26.1.06

zeekraal & ijskruid.












Since, as far as I can tell, this site is solely for my personal documentation/research (and occasional communication with my dear mother), one liberty I like to take here is the posting of entries before they're complete. Should the former condition change, I'll do something about the latter. But until then...we have entries like the following.

To wit: I'm dismayed by my continuing surprise over the number of things that I haven't expected since I've moved here. What I'm saying is that I should at least be used to being surprised. For example, why am I surprised that there are completely foreign edible plants sold in supermarkets here? Not "foreign" as in "not domestic", "foreign" as in "alien and unfamiliar". I mean, some cities you'd expect it: Penang, sure--strange fruit, so to speak. Bogota? Yes. Huge, mutant bananas. Amsterdam? Not unless you mean alien tubers.

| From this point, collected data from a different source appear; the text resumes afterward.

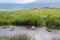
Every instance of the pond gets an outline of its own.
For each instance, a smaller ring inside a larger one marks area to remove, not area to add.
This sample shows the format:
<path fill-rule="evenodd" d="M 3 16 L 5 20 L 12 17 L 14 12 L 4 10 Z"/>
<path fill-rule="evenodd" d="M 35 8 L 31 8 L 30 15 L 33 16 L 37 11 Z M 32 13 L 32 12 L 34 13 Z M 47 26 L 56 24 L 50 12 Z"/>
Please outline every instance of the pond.
<path fill-rule="evenodd" d="M 6 28 L 4 28 L 6 27 Z M 14 30 L 11 31 L 11 26 L 0 27 L 0 36 L 14 36 L 27 34 L 31 40 L 60 40 L 60 30 L 46 30 L 46 27 L 36 28 L 36 30 L 26 29 L 24 26 L 13 26 Z"/>

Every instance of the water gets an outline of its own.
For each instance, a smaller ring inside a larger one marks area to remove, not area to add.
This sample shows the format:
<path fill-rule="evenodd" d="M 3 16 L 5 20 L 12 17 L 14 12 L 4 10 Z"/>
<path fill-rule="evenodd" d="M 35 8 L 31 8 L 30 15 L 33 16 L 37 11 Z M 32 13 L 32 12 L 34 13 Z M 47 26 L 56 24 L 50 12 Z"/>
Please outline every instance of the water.
<path fill-rule="evenodd" d="M 1 36 L 14 36 L 17 34 L 25 34 L 27 32 L 25 27 L 15 27 L 14 26 L 13 31 L 11 31 L 12 30 L 11 27 L 12 26 L 7 26 L 7 28 L 0 27 L 0 35 Z"/>
<path fill-rule="evenodd" d="M 45 7 L 45 4 L 36 4 L 36 3 L 31 3 L 31 4 L 7 4 L 7 3 L 2 3 L 0 4 L 0 9 L 1 10 L 19 10 L 19 9 L 27 9 L 27 8 L 43 8 Z"/>
<path fill-rule="evenodd" d="M 30 33 L 31 40 L 60 40 L 60 31 L 45 31 L 44 28 L 38 29 Z"/>
<path fill-rule="evenodd" d="M 46 27 L 37 28 L 36 30 L 26 29 L 26 27 L 14 26 L 15 30 L 10 31 L 11 27 L 3 29 L 0 27 L 0 36 L 14 36 L 14 35 L 21 35 L 27 34 L 30 37 L 30 40 L 60 40 L 60 30 L 51 30 L 51 32 L 46 31 Z"/>
<path fill-rule="evenodd" d="M 0 10 L 17 10 L 17 9 L 27 9 L 27 8 L 44 8 L 53 7 L 60 8 L 60 3 L 29 3 L 29 4 L 13 4 L 13 3 L 0 3 Z"/>

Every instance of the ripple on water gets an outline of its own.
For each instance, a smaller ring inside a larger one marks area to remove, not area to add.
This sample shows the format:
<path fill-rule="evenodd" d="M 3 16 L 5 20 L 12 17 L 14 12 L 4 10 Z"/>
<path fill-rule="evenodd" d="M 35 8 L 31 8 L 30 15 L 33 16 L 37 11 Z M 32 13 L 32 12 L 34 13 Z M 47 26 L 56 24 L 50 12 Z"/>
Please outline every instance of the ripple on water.
<path fill-rule="evenodd" d="M 31 40 L 58 40 L 60 39 L 60 30 L 51 30 L 51 32 L 46 31 L 46 28 L 37 28 L 36 30 L 27 30 L 25 27 L 14 27 L 14 31 L 10 31 L 11 28 L 1 29 L 0 35 L 13 36 L 17 34 L 27 34 L 31 37 Z"/>

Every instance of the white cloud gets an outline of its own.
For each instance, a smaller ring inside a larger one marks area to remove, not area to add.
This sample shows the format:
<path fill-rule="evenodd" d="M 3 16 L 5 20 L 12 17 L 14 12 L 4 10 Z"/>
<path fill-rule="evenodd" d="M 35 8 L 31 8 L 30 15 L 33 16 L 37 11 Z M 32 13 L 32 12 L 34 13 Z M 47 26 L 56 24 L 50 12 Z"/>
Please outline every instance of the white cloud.
<path fill-rule="evenodd" d="M 21 0 L 20 3 L 30 3 L 30 2 L 35 2 L 37 0 Z"/>
<path fill-rule="evenodd" d="M 35 2 L 37 0 L 0 0 L 0 3 L 21 3 L 21 4 L 25 4 L 25 3 L 31 3 L 31 2 Z"/>
<path fill-rule="evenodd" d="M 46 2 L 60 2 L 60 0 L 0 0 L 0 3 L 19 3 L 19 4 L 25 4 L 25 3 L 31 3 L 31 2 L 40 2 L 40 3 L 46 3 Z"/>

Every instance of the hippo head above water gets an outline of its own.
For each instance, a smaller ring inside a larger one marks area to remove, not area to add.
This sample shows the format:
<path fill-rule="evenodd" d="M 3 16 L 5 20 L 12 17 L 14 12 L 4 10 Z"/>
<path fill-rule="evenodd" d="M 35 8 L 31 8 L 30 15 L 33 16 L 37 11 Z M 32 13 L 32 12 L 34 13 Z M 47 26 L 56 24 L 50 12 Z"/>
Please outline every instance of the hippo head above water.
<path fill-rule="evenodd" d="M 32 30 L 36 30 L 35 26 L 32 26 Z"/>

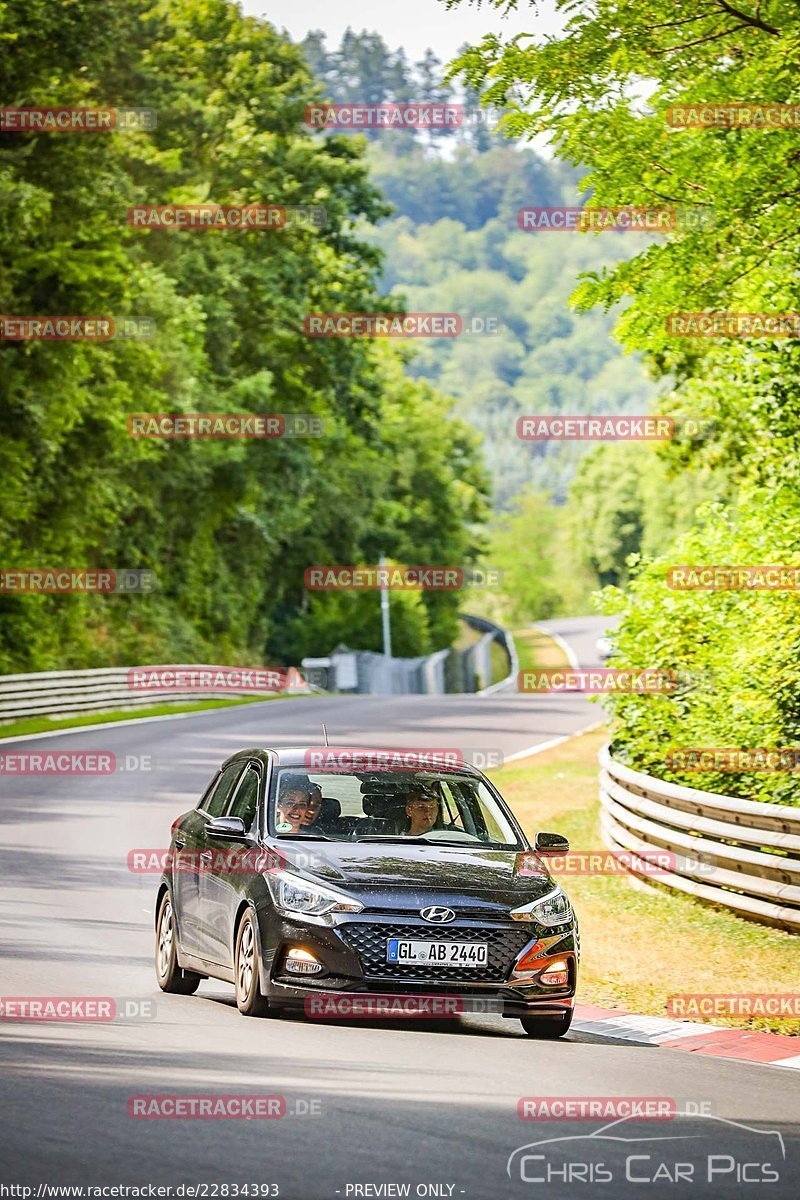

But lo: this summer I peeped for the first time (more than peeped, actually...I bit them, repeatedly and without mercy) two alluring "water vegetables" that have been eaten here for ages. The first, listed in my neighborhood organic winkel as ijskruid, is proving difficult to research, in terms of its edible history. Indeed, when I bought it, I asked the girl behind the counter how you normally prepare it (if i can find a picture of it, you'll see why it wasn't immediately obvious), and she said she'd never eaten it or (rather necessarily) cooked it, and asked her bosslady to weigh in on the matter. She told me "you can eat it as a salad item or lightly saute it."

I, being me, did neither. What I did do was interesting, quite nearly good, and I will one day reveal what transpired in the kitchen that day if I ever come back to finish this post. We took pictures of it before it was dismantled and et: it looks vaguely like something Scotty would put in the Enterprise's engine to make it run. I say this as a "non-Trekkie".

I know I always say this: part two to follow. What I don't always say is: right now, bitch!!! Take that. I'm kidding. Part two is a myth.

6 comments:

Debra van Culiblog said...

Please blog more often. otherwise, come over for a bite.

Catesa said...

Hi Mem, thanks for stopping by. I just wanted to let you know that im not sure about the nutritional information.
When i get kibbeling its always from the viskraam rather than do it myself.
I do know that its not as common these days that kibbeling is made of kabeljauw because its become more expensive than other white fish. So its best just to go with the kibbeling you find in the shop unless you see kabeljauw specifically.
As for volendammer kibbeling, it's the same as all kibbeling except it is supposed to come from Volendam. So i think the nutritionals would be the same as any kibbeling.
Way back in the day most of the fish came from Volendam, of course now even fish from other places might be called Volendammer probably to retain that old charm.

The viskraam that i go to here in the south -Parkstad- is owned by a man -fam. Schilder- that lives and fishes in Volendam so i suppose it is real Volendammer kibbeling! Im still not sure the nutritionals would be different though :) Hope this helps a little.

MEM said...

thanks Catesa....ja, when I said Volendammer-style, I guess I just meant "fresh from the viswinkel" instead of from a freezer or the Albert Heijn koelkast....because the viswinkel stuff always seems to have a much much thinner batter than the packaged variety, and the batter is what soaks up all of the cooking fat, so I would think that that would mean more calories.

ANYWAY....thanks for your time. It does help....and I enjoyed your blog!

seeya,
mark

Catesa said...

and of course if you are worried about too much oil you could always go for maatjes met uitjes instead hehe ;)

MEM said...

Let's see, is it still a maatje if you fry it?

Actually, I'm working on trying to train myself to prefer maatjes over kibbeling, but it's not going very well. sometimes though if i use enough uitjes and zuur i can almost be satisfied with it.

MEM said...

But then again, I can eat almost anything if it's got enough pickles and onions on it.